Cyr then led his players with driven, but elegant force in Steve Reich’s “Duet for Two Violins and Strings” and Elliott Carter’s Bariolage for solo harp. Both Reich and Carter’s music reflected an earlier version of Reich’s minimalist style of continually overlapping processes and Carter’s ever-fluctuating ideas. For the Reich, the players tackled insistent syncopations and interlocking motifs with seeming ease. In the Carter, harpist Bridget Kibbey, at once confident and delicate, displayed her instrument’s wide-ranging vocabulary for music, revealing ever-fluctuating tempos, lightning-fast leaps and the chordal richness of the piece.
Joined by a string quartet, Kibbey gave nuanced voice to the black atmosphere of Nathan Shields’ brooding “Tenebrae,” underlining its snatches of elusive luminance.
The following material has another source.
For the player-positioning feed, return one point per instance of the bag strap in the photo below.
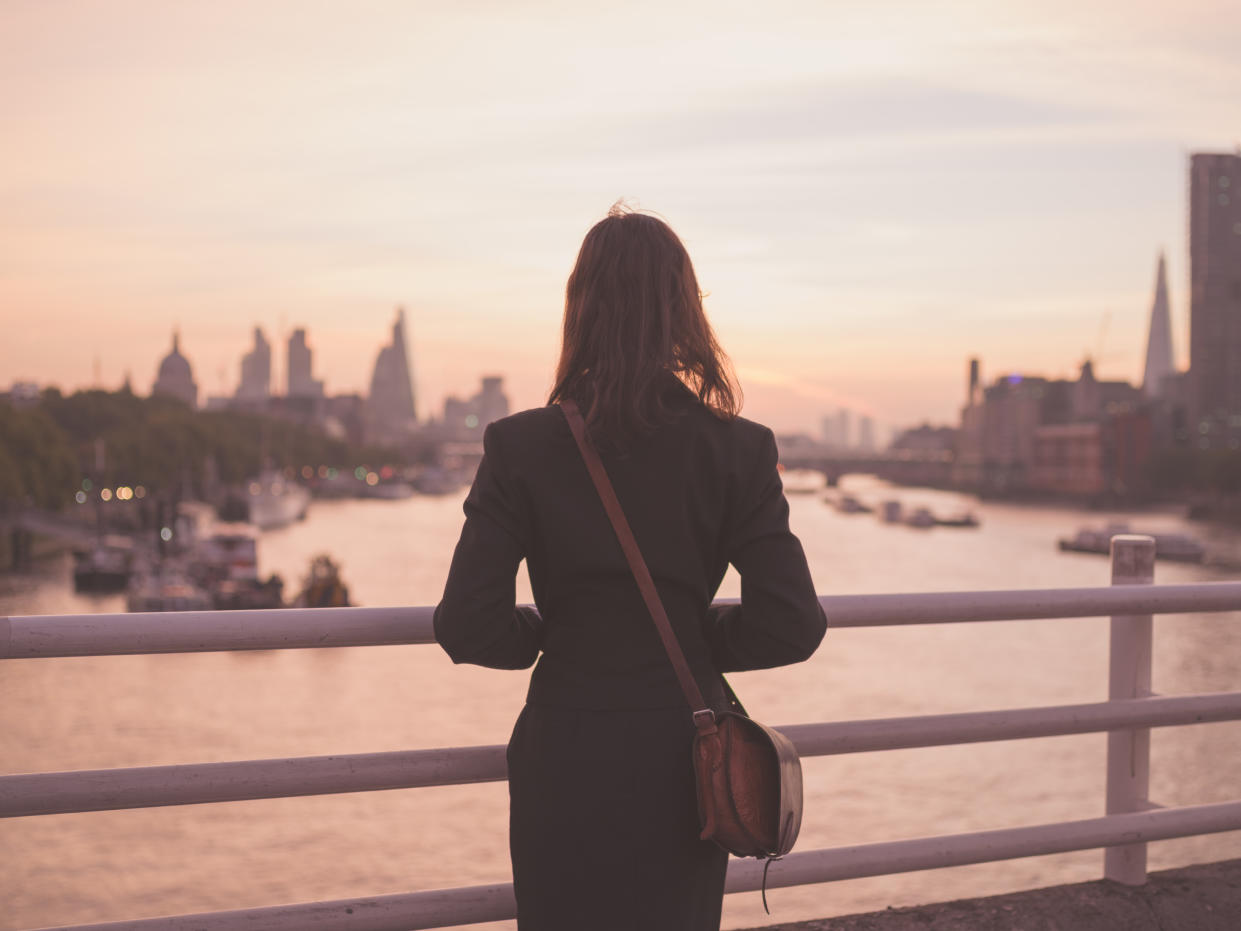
(704, 718)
In Vivian Fung’s Concerto for Harp, which was commissioned by the Phillips and other musical organizations, Kibbey’s bravura and sensitivity, especially in her cadenza, outlined the music’s intriguing mix of timbres, thorny sonorities, wailing glissandos and chirping pizzicatos echoed in the strings. In between, amusing parodies of a waltz and tango lightened up the texture. The drums and other percussion joined in, giving zest and a shade of violence to the composition.
Three of Sunday’s compositions were Washington premieres: Cerrone’s “High Windows,” Shields’ “Tenebrae” and Fung’s Concerto for Harp. Both Cerrone and Shields were on hand to explain their compositions. The concert’s end brought enthusiastic applause and cheering, concluding the Phillips’ Sunday musical 2013-2014 season.